If this were a piece of fiction that we were doing a close reading of, I think we’d all fixate on the choice of these things that accompanied him on his journey, and look for structural symbolisms and other, deeper meanings to them. Yet, I’m not sure if this speaks more to our ‘over-enhanced sense’ as literature students, or the blurred lines between fiction and autobiography. At the same time, it occurs to me that the most enjoyable autobiographical writings are those that read like fiction (here I can’t help but think of Roald Dahl’s Boy). I mean, that is precisely the reason I find Virginia Woolf so unreadable—’high Modernist’ writing that rejects the conventions of rigidly controlled linear-narratives propelled by events might be closer to ‘life as it was lived’, but it’s definitely hard to read, or it is for me at least.
Taking the consideration of fiction-vs-reality in another direction, can autobiography ever really capture ‘truth’, or recap events as they happened? To a certain extent, isn’t all writing re-creation, fiction? Personally, whenever I’ve read autobiographical works, I’ve always wondered how on Earth the authors remember tiny details—for example how could Leonard Woolf possibly remember what he brought with him on that journey, much less the details of what type of trunk his books were packed in?
I must say I really quite enjoy this piece of autobiographical work by Leonard Woolf. However, the reason why I thoroughly enjoy the work is mainly attributed to the fact that it read like a work of fiction/travel literature more than anything else, a work of memoirs that had been dramatized and enhanced through whimsical and even hyperbolic expressions. This really raises the concern of slippages between fact and fiction, though.

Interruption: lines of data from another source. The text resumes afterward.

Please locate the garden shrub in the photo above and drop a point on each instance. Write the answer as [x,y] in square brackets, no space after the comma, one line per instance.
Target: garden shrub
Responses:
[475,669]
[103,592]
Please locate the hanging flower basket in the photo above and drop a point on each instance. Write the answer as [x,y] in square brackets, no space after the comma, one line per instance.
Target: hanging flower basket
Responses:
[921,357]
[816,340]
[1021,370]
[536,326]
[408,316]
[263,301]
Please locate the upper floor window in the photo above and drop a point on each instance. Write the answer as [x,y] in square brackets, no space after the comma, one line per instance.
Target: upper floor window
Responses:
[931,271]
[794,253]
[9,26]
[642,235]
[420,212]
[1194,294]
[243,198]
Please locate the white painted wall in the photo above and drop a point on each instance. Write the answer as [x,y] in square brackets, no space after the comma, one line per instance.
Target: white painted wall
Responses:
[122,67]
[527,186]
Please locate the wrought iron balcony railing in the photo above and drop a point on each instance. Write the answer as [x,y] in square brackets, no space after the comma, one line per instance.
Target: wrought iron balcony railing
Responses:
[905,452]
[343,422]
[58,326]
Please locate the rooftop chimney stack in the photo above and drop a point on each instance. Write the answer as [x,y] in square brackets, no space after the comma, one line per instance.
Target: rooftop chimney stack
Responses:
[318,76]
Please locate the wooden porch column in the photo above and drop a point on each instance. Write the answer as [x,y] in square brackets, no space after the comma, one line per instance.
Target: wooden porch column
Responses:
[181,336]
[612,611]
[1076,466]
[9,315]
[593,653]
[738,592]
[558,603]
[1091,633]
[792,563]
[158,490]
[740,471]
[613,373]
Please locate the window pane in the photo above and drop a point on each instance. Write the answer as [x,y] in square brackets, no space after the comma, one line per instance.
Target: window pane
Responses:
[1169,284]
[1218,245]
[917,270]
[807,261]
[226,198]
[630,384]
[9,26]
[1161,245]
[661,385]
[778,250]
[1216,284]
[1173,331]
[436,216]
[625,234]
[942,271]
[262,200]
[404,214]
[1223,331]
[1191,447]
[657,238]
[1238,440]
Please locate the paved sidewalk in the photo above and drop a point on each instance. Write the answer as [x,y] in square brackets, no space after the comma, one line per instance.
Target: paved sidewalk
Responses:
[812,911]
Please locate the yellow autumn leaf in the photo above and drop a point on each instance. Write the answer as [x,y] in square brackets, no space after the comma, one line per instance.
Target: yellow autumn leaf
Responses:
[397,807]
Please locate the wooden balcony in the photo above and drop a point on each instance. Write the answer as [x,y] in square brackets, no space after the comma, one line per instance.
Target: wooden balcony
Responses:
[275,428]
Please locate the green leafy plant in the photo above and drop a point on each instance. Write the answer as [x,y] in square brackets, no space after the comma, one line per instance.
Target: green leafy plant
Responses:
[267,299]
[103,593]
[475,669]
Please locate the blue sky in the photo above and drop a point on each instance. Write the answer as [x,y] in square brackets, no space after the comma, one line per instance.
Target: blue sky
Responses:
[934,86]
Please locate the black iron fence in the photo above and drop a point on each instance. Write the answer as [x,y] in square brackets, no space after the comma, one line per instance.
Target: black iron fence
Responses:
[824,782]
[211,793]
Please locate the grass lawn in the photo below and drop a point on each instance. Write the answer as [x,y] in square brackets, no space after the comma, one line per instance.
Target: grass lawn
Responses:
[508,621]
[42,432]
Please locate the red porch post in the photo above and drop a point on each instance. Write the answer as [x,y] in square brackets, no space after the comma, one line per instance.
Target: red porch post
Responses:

If the work is meant to be autobiographical, the contents would more or less be seen as factual events that had transpired in the author’s life, how then do we draw the line when it comes to interpreting the truth behind the elegantly composed and fictionalized aspect of the work? Woolf draws much amusement when he compares certain real life personalities to Jane Austen’s characters and at one point even suggested that ‘people in rotten novels are astonishingly like life’, further blurring the boundaries between reality and representation, and almost evoking the idea that there isn’t one to really begin with in the first place.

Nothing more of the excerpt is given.